Nella cucina che vorrei, si entra solo scalzi. In calzini, a piedi nudi, in pantofole: insomma, senza scarpe. Shoes off, come direbbe qualche quarantenne imprenditrice del benessere di Beverly Hills che fa colazione con uno smoothie all’alga spirulina. Per quanto mi riguarda, non ho alcun capriccio esoterico a riguardo: quel parquet di rovere mi è costato a sufficienza per pretendere che i miei ospiti non lo calpestino con le loro suole sporche di ciottolato e peccati.


Sì, nella cucina che vorrei, c’è il parquet. Niente piastrelle che con le loro scanalature sono un accumulo di capelli e colonie di sporcizia che vegeta. La cucina che vorrei è essenziale solo in apparenza: dal parquet – quanto è bello quel punto di ocra, cattura la luce e la trasforma in oro – si slanciano le ante in acrilico opaco che danno struttura all’isola. I pannelli non hanno alcun motivo decorativo, né maniglie né incisioni. Insomma, sono tipi a posto, puliti come la panna a nuvola sulle fragole. Li definirei lineari; ma ogni volta che ne scoperchio il contenuto riconosco che di lineare, in quelle torri di padellame che pericolano, ci sono solo i timbri sulla mia tessera fedeltà del negozio di arredo casa all’angolo della piazza.



Appunto, “l’essenziale è invisibile agli occhi”, si legge tra le righe di quel biondino sentimentale che è un principe; e garantisco che ogni pezzo di cuore protetto dietro agli stipetti dell’isola è essenziale. Mia madre non se ne capacita: siccome vivo qui da sola, è convinta che un classico corredo da cinque pezzi di acciaio inox sia sufficiente. Beh, il sabato verso mezzogiorno, quando mi capita di fare ritorno dal giro di acquisti da sciuretta di provincia – con un nuovo timbro sulla tessera del pentolaio, s’intende – mi metto a riordinare e contare ogni ferraglia che sonnecchia lì sotto al piano cottura. L’ultimo censimento ne ha registrate ventitré tra casseruole, tegami, wok, il paiolo effetto finto-vintage sbiadito (in realtà non amo la polenta ma qualora ne avessi voglia, meglio essere sul pezzo), piastre, bastardelle, crepiera…

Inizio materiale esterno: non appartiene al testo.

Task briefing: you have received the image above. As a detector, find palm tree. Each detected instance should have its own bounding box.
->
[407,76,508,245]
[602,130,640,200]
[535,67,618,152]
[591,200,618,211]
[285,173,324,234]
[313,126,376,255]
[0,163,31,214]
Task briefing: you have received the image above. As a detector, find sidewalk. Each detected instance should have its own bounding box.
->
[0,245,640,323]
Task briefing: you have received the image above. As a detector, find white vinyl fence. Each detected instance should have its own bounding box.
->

Uguale al numero dei recipienti da fornello impilati nell’isola al centro della mia cucina, avevo ventitré anni quando tutto questo, ancora, baluginava solo nella mia fantasia. Come immaginavo sette anni fa, alla sinistra delle cinque fiamme (non ho mai amato l’induzione, mi piace il controllo sulle lingue di fuoco che scintillano tra le griglie in ghisa) c’è il frigorifero a doppia porta. Ha il colore della fuliggine appena bruciata e la sua satinatura riflette il profilo della portafinestra lì accanto.

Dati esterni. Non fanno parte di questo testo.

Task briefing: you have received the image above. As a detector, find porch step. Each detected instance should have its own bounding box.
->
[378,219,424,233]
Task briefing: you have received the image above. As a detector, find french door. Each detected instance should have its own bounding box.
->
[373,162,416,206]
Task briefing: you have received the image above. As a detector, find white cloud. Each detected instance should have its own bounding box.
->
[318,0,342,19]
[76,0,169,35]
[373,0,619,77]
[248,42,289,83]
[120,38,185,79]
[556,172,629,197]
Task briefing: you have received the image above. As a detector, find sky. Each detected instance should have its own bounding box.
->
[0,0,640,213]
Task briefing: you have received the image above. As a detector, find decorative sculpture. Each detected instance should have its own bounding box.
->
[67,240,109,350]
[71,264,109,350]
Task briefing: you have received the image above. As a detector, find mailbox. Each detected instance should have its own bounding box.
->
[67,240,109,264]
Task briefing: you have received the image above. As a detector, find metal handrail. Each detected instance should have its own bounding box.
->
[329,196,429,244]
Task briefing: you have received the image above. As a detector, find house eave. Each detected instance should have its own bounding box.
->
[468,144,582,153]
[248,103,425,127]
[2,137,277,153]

Da quelle vetrate, che danno su una delle vie centrali della città, si accede al terrazzo delle erbe da cucina. Ogni tanto, nei sabato mattina di sole, appoggio il bouquet di tulipani e garofani sul tavolino alla francese lì fuori. Mi fermo ogni weekend dal fioraio e mi lascio ispirare dai colori del giorno. Così, di settimana in settimana, boccioli variopinti rallegrano le tinte di bianco e nocciola, nella cucina che vorrei.